О, хороший вопрос! Видно, задело за живое, но голова явно на месте и присутствует в ней живая мысль. Для генеральской дочери и при такой внешности излишний груз. Да, кажется, обременили барышню извилины — большой порок, большой…

Она явилась на другой день злая-презлая, явилась — не запылилась, злость так и светилась в её глазах. Конечно, обращение задело её за живое, но понять можно: кому по нраву, когда тебя отвергают?

Она вся была, как натянутый шёлк, — тронь, посыпятся искры, но вместе со злостью угадывалась решимость: что-то гимнастка надумала и не собиралась отступать.
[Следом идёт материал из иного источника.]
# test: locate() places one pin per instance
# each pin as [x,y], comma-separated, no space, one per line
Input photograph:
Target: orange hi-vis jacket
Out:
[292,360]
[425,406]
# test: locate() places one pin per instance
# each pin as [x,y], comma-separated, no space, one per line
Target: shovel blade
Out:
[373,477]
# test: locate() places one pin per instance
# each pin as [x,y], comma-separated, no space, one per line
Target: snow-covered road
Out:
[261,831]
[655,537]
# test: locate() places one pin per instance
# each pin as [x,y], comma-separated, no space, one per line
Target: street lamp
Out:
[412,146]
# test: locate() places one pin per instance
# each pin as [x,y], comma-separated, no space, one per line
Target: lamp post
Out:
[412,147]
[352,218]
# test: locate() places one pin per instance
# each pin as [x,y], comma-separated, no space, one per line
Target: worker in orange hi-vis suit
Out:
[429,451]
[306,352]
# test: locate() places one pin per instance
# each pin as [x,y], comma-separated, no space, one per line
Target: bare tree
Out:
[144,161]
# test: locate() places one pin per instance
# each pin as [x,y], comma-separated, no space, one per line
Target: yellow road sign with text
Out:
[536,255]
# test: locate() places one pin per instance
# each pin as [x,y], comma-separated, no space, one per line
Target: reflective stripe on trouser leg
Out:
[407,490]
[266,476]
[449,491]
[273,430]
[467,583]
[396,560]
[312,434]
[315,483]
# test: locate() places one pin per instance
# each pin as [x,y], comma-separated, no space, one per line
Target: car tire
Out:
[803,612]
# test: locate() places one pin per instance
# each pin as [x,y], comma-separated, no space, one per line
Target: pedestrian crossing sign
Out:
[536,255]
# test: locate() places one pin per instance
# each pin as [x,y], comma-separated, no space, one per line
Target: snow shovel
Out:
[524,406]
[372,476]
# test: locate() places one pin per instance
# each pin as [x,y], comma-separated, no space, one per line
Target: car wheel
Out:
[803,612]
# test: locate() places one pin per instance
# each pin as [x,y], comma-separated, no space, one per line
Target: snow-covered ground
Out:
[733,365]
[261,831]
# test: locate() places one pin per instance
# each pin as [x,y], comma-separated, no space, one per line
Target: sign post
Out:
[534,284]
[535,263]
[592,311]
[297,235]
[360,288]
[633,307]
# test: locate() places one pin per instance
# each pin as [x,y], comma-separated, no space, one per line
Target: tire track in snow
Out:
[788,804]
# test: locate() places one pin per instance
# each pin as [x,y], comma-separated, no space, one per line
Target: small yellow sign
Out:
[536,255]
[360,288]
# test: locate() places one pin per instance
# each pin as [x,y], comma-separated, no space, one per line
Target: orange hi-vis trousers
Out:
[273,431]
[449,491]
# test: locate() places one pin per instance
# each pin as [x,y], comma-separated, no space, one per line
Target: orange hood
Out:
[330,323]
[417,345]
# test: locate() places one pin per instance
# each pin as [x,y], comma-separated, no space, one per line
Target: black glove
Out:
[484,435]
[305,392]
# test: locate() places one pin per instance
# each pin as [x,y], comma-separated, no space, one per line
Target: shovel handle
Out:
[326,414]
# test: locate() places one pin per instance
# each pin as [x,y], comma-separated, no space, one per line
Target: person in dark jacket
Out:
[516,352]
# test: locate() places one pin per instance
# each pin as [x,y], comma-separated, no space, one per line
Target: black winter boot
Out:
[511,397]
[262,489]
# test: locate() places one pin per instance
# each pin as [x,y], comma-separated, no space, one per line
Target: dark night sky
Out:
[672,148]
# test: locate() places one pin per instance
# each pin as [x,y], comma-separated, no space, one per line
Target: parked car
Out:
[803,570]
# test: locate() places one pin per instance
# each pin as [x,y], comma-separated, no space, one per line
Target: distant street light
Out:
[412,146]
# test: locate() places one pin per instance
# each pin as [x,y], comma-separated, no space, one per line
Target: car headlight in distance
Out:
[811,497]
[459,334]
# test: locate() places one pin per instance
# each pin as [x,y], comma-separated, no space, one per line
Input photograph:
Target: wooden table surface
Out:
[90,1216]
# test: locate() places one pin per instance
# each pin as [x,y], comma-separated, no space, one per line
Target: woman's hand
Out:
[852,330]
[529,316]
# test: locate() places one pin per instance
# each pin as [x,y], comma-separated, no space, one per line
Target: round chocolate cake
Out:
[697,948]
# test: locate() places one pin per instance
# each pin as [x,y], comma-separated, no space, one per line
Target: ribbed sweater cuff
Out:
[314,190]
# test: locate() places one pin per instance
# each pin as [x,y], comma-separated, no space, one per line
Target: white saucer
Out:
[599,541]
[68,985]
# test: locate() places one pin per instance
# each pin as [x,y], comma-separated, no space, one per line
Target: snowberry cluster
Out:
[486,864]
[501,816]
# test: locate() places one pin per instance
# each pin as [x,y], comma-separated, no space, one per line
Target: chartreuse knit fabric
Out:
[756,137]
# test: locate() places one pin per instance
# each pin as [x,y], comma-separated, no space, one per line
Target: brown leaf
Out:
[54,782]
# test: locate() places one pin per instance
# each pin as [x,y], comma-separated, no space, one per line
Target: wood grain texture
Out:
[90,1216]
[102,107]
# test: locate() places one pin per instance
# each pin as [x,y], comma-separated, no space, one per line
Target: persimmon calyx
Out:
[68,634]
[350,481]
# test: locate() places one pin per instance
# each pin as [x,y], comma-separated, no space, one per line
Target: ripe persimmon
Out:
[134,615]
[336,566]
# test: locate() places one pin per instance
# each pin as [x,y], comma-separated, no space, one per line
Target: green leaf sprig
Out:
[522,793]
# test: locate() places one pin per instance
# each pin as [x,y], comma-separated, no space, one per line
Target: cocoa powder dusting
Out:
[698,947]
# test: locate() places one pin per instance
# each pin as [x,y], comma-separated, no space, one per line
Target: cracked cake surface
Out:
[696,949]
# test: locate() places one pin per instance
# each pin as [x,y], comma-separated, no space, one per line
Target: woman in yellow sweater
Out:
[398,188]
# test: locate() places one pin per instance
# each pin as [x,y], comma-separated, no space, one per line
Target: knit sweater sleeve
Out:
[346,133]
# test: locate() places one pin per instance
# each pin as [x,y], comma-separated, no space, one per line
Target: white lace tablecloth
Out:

В злости она была загляденье: собранная, сосредоточенная, но и на взводе, словно идёт чемпионат и ей вот-вот на помост. Впрочем, мастер спорта как-никак. И мысль в глазах, даром что генеральская дочь.

— Вот что, — сказала она вздорно и с нарочитым капризом. — Ваши отношения с генералами — это ваше личное дело, меня это не касается. И не впутывайте меня, я здесь ни при чем. А практику мне не срывайте, у нас зачёт на носу.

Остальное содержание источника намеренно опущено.